ECLI:NL:RBZWB:2023:8923
Rechtbank Zeeland-West-Brabant
- Eerste aanleg - enkelvoudig
- Rechtspraak.nl
Niet-ontvankelijkheid beroep wegens ontbreken juiste machtiging
Op 19 december 2023 heeft de Rechtbank Zeeland-West-Brabant uitspraak gedaan in de zaak BRE 22/5662, waarin het beroep van eiseres tegen de heffingsambtenaar van de gemeente Breda aan de orde kwam. Het beroep was gericht tegen de beschikking op basis van de Wet waardering onroerende zaken, die de waarde van een onroerend goed vaststelde en een aanslag onroerende zaakbelasting oplegde. De rechtbank oordeelde dat het beroep kennelijk niet-ontvankelijk was, omdat de gemachtigde, mr. D.A.N. Bartels, geen uittreksel uit het handelsregister had overgelegd, wat noodzakelijk was om de rechtsgeldigheid van de machtiging te kunnen vaststellen. De rechtbank had mr. Bartels eerder verzocht om dit verzuim binnen vier weken te herstellen, maar hij heeft enkel een machtiging ingediend zonder het vereiste uittreksel. Hierdoor kon de rechtbank niet vaststellen of de machtiging rechtsgeldig was afgegeven.

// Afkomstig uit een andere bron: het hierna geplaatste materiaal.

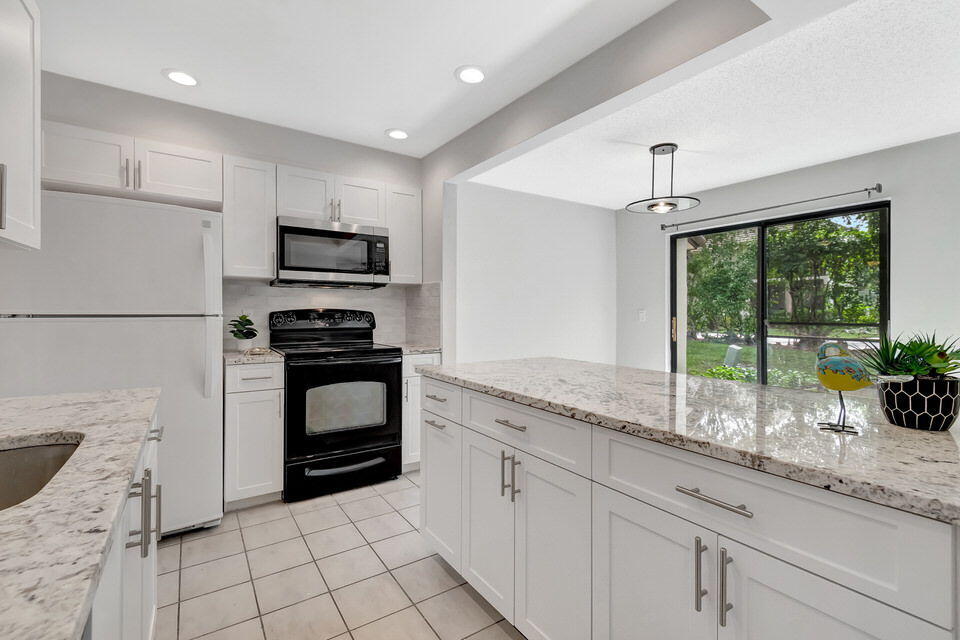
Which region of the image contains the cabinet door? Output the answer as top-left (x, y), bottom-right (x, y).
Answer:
top-left (460, 429), bottom-right (514, 623)
top-left (420, 411), bottom-right (463, 571)
top-left (402, 376), bottom-right (420, 464)
top-left (507, 452), bottom-right (591, 640)
top-left (42, 121), bottom-right (133, 190)
top-left (0, 0), bottom-right (40, 249)
top-left (223, 389), bottom-right (283, 502)
top-left (277, 164), bottom-right (336, 221)
top-left (718, 537), bottom-right (953, 640)
top-left (223, 156), bottom-right (277, 278)
top-left (336, 176), bottom-right (387, 227)
top-left (593, 484), bottom-right (720, 640)
top-left (134, 138), bottom-right (223, 202)
top-left (387, 185), bottom-right (423, 284)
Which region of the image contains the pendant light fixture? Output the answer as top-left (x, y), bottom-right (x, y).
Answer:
top-left (624, 142), bottom-right (700, 213)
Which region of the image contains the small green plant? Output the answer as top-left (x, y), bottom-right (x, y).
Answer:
top-left (229, 314), bottom-right (260, 340)
top-left (857, 333), bottom-right (960, 378)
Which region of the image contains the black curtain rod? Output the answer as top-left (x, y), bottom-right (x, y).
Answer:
top-left (660, 182), bottom-right (883, 231)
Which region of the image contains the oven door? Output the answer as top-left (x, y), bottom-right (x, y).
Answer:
top-left (284, 356), bottom-right (401, 462)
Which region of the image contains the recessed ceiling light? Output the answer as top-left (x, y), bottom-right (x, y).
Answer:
top-left (163, 69), bottom-right (197, 87)
top-left (457, 64), bottom-right (484, 84)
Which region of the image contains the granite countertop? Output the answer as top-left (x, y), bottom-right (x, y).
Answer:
top-left (0, 389), bottom-right (160, 640)
top-left (417, 358), bottom-right (960, 523)
top-left (223, 349), bottom-right (283, 365)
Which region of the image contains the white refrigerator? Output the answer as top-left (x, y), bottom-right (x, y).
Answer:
top-left (0, 191), bottom-right (223, 532)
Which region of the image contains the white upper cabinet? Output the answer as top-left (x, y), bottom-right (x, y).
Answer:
top-left (336, 176), bottom-right (384, 226)
top-left (42, 122), bottom-right (133, 189)
top-left (223, 156), bottom-right (277, 279)
top-left (0, 0), bottom-right (40, 249)
top-left (277, 164), bottom-right (337, 222)
top-left (386, 185), bottom-right (423, 284)
top-left (134, 138), bottom-right (223, 202)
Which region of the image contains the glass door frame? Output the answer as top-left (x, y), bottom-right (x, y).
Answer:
top-left (668, 200), bottom-right (891, 384)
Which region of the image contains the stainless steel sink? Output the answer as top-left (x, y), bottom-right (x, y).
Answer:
top-left (0, 444), bottom-right (77, 511)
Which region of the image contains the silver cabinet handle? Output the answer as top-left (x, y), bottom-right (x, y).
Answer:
top-left (0, 162), bottom-right (7, 229)
top-left (720, 547), bottom-right (733, 627)
top-left (693, 536), bottom-right (709, 612)
top-left (494, 418), bottom-right (527, 431)
top-left (510, 454), bottom-right (520, 502)
top-left (500, 449), bottom-right (513, 498)
top-left (675, 485), bottom-right (753, 518)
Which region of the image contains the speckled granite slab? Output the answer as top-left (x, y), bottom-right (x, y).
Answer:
top-left (417, 358), bottom-right (960, 523)
top-left (0, 389), bottom-right (160, 640)
top-left (223, 349), bottom-right (283, 365)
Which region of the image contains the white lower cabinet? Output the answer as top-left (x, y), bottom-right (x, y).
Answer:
top-left (223, 378), bottom-right (283, 503)
top-left (420, 411), bottom-right (464, 571)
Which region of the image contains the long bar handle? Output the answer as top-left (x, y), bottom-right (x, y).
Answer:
top-left (494, 418), bottom-right (527, 431)
top-left (693, 536), bottom-right (709, 613)
top-left (675, 484), bottom-right (753, 518)
top-left (720, 547), bottom-right (733, 627)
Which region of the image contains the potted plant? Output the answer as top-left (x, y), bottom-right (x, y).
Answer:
top-left (859, 334), bottom-right (960, 431)
top-left (229, 314), bottom-right (260, 353)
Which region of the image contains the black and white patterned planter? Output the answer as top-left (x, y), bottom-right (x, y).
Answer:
top-left (877, 376), bottom-right (960, 431)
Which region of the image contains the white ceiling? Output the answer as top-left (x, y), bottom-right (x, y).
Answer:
top-left (33, 0), bottom-right (672, 157)
top-left (473, 0), bottom-right (960, 209)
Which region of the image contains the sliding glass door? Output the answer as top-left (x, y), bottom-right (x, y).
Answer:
top-left (670, 205), bottom-right (889, 389)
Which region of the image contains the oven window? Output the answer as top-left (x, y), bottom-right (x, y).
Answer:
top-left (305, 382), bottom-right (387, 434)
top-left (282, 233), bottom-right (370, 273)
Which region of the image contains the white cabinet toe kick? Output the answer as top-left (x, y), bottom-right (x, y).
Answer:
top-left (420, 377), bottom-right (957, 640)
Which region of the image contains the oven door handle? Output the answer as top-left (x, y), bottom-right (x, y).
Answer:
top-left (287, 356), bottom-right (403, 367)
top-left (304, 456), bottom-right (387, 478)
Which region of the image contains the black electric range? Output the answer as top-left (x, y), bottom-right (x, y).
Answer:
top-left (270, 309), bottom-right (402, 502)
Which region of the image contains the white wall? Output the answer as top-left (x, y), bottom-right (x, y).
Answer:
top-left (452, 183), bottom-right (616, 362)
top-left (617, 134), bottom-right (960, 370)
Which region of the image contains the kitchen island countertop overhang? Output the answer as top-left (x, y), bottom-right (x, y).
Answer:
top-left (417, 358), bottom-right (960, 523)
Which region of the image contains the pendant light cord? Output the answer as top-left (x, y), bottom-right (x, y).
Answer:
top-left (660, 184), bottom-right (883, 231)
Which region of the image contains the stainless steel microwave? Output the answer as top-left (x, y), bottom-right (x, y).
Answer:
top-left (270, 216), bottom-right (390, 289)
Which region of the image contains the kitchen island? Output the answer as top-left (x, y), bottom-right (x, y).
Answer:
top-left (0, 389), bottom-right (160, 640)
top-left (418, 358), bottom-right (960, 640)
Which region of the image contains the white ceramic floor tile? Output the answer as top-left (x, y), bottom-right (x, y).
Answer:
top-left (200, 618), bottom-right (263, 640)
top-left (370, 531), bottom-right (433, 569)
top-left (317, 545), bottom-right (387, 590)
top-left (153, 604), bottom-right (178, 640)
top-left (180, 582), bottom-right (259, 640)
top-left (383, 487), bottom-right (420, 509)
top-left (237, 502), bottom-right (290, 527)
top-left (180, 531), bottom-right (243, 567)
top-left (342, 496), bottom-right (393, 522)
top-left (353, 607), bottom-right (437, 640)
top-left (417, 585), bottom-right (502, 640)
top-left (331, 573), bottom-right (411, 629)
top-left (263, 594), bottom-right (346, 640)
top-left (304, 524), bottom-right (366, 560)
top-left (180, 553), bottom-right (250, 600)
top-left (241, 517), bottom-right (300, 551)
top-left (391, 556), bottom-right (464, 602)
top-left (247, 538), bottom-right (313, 578)
top-left (253, 562), bottom-right (327, 613)
top-left (294, 505), bottom-right (350, 535)
top-left (356, 511), bottom-right (413, 542)
top-left (157, 571), bottom-right (180, 607)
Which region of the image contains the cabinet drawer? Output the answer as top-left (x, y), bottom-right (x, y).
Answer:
top-left (420, 378), bottom-right (461, 423)
top-left (593, 427), bottom-right (954, 628)
top-left (224, 362), bottom-right (283, 393)
top-left (463, 390), bottom-right (591, 478)
top-left (403, 353), bottom-right (440, 378)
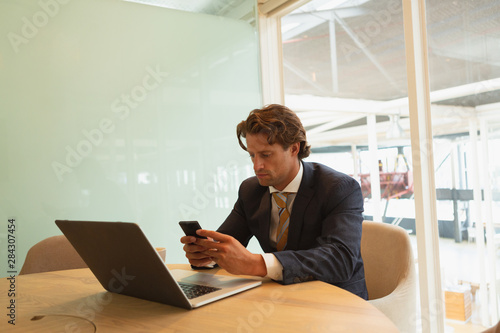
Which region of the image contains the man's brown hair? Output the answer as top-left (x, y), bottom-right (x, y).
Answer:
top-left (236, 104), bottom-right (311, 160)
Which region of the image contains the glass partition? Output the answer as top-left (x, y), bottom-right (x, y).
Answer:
top-left (0, 0), bottom-right (261, 275)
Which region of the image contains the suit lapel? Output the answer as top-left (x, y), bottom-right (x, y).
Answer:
top-left (285, 162), bottom-right (314, 250)
top-left (257, 188), bottom-right (276, 252)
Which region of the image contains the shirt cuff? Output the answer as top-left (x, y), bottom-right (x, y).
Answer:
top-left (261, 253), bottom-right (283, 281)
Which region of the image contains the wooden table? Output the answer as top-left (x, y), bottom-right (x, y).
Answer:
top-left (0, 265), bottom-right (397, 333)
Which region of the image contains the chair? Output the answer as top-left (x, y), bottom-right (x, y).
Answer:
top-left (19, 235), bottom-right (88, 275)
top-left (361, 221), bottom-right (417, 333)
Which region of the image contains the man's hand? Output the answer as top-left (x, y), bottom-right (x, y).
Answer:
top-left (181, 236), bottom-right (213, 267)
top-left (181, 229), bottom-right (267, 276)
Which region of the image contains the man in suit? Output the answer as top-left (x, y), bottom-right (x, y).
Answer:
top-left (181, 104), bottom-right (368, 299)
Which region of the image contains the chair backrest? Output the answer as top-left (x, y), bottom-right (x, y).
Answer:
top-left (361, 221), bottom-right (414, 300)
top-left (19, 235), bottom-right (88, 275)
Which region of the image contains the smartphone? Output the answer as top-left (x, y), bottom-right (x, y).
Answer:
top-left (179, 221), bottom-right (206, 239)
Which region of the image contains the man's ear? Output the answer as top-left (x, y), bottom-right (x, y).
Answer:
top-left (290, 142), bottom-right (300, 156)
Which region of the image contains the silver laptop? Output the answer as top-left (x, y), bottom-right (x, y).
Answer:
top-left (56, 220), bottom-right (262, 309)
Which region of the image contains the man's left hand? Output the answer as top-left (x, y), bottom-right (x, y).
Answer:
top-left (196, 229), bottom-right (267, 276)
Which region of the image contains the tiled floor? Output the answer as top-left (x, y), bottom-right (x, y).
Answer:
top-left (410, 236), bottom-right (500, 333)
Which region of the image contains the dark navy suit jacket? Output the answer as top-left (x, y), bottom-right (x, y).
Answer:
top-left (218, 162), bottom-right (368, 299)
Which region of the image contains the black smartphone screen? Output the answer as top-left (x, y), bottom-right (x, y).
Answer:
top-left (179, 221), bottom-right (206, 239)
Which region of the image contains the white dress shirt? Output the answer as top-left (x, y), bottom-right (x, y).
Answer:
top-left (262, 162), bottom-right (304, 281)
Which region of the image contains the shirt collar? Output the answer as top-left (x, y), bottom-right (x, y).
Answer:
top-left (269, 161), bottom-right (304, 193)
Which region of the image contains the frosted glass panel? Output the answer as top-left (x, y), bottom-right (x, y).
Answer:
top-left (0, 0), bottom-right (260, 275)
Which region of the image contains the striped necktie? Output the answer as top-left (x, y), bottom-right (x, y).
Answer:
top-left (273, 192), bottom-right (290, 251)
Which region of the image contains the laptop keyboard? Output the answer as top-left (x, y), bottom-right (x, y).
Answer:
top-left (179, 282), bottom-right (221, 299)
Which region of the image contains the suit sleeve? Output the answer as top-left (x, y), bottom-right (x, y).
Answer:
top-left (274, 178), bottom-right (364, 287)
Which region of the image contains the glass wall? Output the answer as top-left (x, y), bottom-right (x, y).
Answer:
top-left (281, 0), bottom-right (500, 331)
top-left (0, 0), bottom-right (261, 276)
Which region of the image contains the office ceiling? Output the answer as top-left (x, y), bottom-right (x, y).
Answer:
top-left (126, 0), bottom-right (500, 147)
top-left (282, 0), bottom-right (500, 146)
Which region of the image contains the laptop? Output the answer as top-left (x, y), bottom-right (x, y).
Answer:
top-left (56, 220), bottom-right (262, 309)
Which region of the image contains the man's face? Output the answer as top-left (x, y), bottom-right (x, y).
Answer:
top-left (246, 133), bottom-right (300, 191)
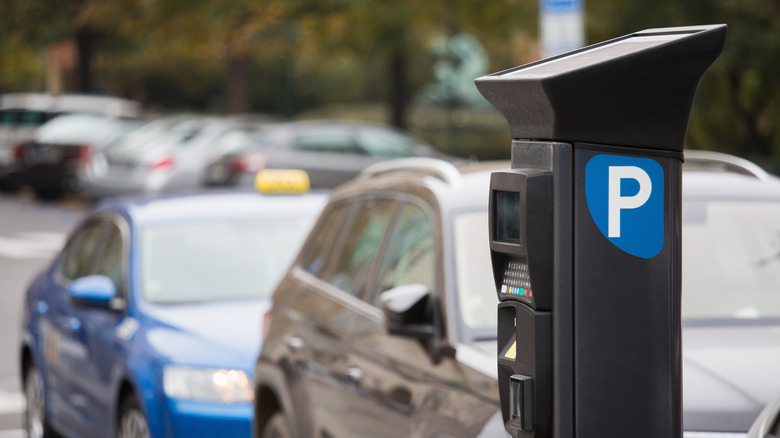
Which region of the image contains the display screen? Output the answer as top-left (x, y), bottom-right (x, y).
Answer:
top-left (495, 190), bottom-right (523, 245)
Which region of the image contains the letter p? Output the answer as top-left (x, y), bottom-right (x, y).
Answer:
top-left (607, 166), bottom-right (653, 238)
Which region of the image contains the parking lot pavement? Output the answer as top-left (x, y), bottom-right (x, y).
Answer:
top-left (0, 385), bottom-right (24, 438)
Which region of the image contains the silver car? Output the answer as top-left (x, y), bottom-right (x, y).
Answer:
top-left (208, 120), bottom-right (465, 188)
top-left (84, 115), bottom-right (264, 200)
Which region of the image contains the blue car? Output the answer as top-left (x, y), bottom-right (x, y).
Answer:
top-left (20, 187), bottom-right (327, 438)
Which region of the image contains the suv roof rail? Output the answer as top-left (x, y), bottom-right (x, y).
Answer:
top-left (685, 150), bottom-right (772, 181)
top-left (358, 157), bottom-right (463, 188)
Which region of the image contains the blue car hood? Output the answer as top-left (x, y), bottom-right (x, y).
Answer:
top-left (683, 325), bottom-right (780, 432)
top-left (145, 300), bottom-right (271, 371)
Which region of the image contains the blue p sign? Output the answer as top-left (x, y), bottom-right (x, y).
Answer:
top-left (585, 154), bottom-right (664, 259)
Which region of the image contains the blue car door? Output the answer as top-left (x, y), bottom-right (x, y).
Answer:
top-left (45, 214), bottom-right (127, 437)
top-left (65, 215), bottom-right (128, 437)
top-left (43, 218), bottom-right (105, 435)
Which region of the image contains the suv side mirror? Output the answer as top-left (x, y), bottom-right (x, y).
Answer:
top-left (746, 396), bottom-right (780, 438)
top-left (379, 283), bottom-right (436, 343)
top-left (68, 275), bottom-right (119, 310)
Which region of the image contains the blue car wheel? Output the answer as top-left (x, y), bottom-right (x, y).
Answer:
top-left (24, 363), bottom-right (54, 438)
top-left (261, 411), bottom-right (291, 438)
top-left (116, 394), bottom-right (151, 438)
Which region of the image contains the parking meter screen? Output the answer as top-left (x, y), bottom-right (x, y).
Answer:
top-left (496, 190), bottom-right (523, 245)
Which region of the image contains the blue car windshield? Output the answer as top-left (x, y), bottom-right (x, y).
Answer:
top-left (141, 218), bottom-right (313, 303)
top-left (682, 201), bottom-right (780, 320)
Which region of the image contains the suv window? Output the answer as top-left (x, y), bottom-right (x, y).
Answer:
top-left (357, 128), bottom-right (415, 158)
top-left (295, 128), bottom-right (356, 154)
top-left (320, 198), bottom-right (398, 295)
top-left (93, 223), bottom-right (125, 297)
top-left (300, 204), bottom-right (350, 278)
top-left (373, 203), bottom-right (436, 305)
top-left (58, 219), bottom-right (105, 280)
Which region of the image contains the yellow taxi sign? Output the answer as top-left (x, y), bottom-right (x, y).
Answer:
top-left (255, 169), bottom-right (309, 194)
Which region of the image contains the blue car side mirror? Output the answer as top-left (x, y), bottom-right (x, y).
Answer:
top-left (68, 275), bottom-right (116, 309)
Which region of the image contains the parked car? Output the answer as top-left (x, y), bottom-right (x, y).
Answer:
top-left (682, 151), bottom-right (780, 436)
top-left (10, 113), bottom-right (137, 199)
top-left (254, 151), bottom-right (780, 438)
top-left (0, 93), bottom-right (141, 190)
top-left (255, 158), bottom-right (502, 438)
top-left (84, 115), bottom-right (260, 200)
top-left (19, 181), bottom-right (327, 438)
top-left (745, 396), bottom-right (780, 438)
top-left (203, 120), bottom-right (464, 188)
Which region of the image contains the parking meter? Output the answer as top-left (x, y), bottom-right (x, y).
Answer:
top-left (476, 25), bottom-right (726, 438)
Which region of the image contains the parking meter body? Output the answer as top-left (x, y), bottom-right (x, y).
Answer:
top-left (476, 25), bottom-right (726, 438)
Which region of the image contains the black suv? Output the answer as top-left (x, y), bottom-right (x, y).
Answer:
top-left (255, 158), bottom-right (502, 438)
top-left (255, 151), bottom-right (780, 438)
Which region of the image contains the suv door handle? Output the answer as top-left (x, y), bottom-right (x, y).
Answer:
top-left (344, 365), bottom-right (365, 383)
top-left (284, 335), bottom-right (305, 352)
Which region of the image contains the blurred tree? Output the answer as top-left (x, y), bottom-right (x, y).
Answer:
top-left (295, 0), bottom-right (537, 128)
top-left (587, 0), bottom-right (780, 167)
top-left (0, 0), bottom-right (137, 92)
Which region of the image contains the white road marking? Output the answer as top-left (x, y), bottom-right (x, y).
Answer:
top-left (0, 231), bottom-right (65, 259)
top-left (0, 389), bottom-right (25, 414)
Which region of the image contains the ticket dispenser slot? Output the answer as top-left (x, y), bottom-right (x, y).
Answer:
top-left (490, 169), bottom-right (552, 437)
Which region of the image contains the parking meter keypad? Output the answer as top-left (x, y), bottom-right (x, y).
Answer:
top-left (501, 258), bottom-right (534, 302)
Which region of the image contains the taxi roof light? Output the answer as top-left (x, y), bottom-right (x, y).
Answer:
top-left (255, 169), bottom-right (310, 194)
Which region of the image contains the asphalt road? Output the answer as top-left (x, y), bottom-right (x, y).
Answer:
top-left (0, 191), bottom-right (88, 438)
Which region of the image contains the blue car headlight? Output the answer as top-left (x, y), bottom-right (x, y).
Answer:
top-left (163, 365), bottom-right (254, 403)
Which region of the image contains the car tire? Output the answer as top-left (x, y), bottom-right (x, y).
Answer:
top-left (260, 411), bottom-right (292, 438)
top-left (33, 189), bottom-right (62, 201)
top-left (116, 394), bottom-right (151, 438)
top-left (24, 363), bottom-right (56, 438)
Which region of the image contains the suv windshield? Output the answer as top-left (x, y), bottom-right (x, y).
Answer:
top-left (453, 211), bottom-right (498, 338)
top-left (141, 218), bottom-right (313, 303)
top-left (682, 201), bottom-right (780, 319)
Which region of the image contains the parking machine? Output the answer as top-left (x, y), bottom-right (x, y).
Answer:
top-left (476, 25), bottom-right (726, 438)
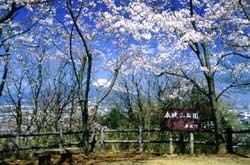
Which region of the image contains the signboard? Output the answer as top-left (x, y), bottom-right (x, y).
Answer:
top-left (161, 108), bottom-right (200, 131)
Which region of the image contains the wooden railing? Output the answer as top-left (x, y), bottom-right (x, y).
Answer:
top-left (0, 127), bottom-right (250, 154)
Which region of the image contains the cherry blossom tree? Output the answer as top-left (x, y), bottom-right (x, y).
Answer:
top-left (100, 0), bottom-right (250, 152)
top-left (0, 0), bottom-right (52, 97)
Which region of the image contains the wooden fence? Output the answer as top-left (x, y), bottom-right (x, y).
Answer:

De rechtbank benadrukte dat het indienen van een machtiging en een uittreksel uit het handelsregister essentieel is wanneer iemand namens een ander beroep instelt. Het ontbreken van deze documenten leidde tot de conclusie dat het beroep niet-ontvankelijk was, wat betekent dat de rechtbank het beroep niet inhoudelijk kon beoordelen en het bestreden besluit in stand bleef. De rechtbank wees ook de verzoeken om immateriële schadevergoeding en proceskostenvergoeding af, omdat mr. Bartels niet bevoegd was om namens de belanghebbende op te treden zonder de juiste machtiging.
De uitspraak werd openbaar gemaakt op dezelfde dag en partijen werden geïnformeerd over hun recht om verzet aan te tekenen tegen deze uitspraak binnen zes weken na verzending.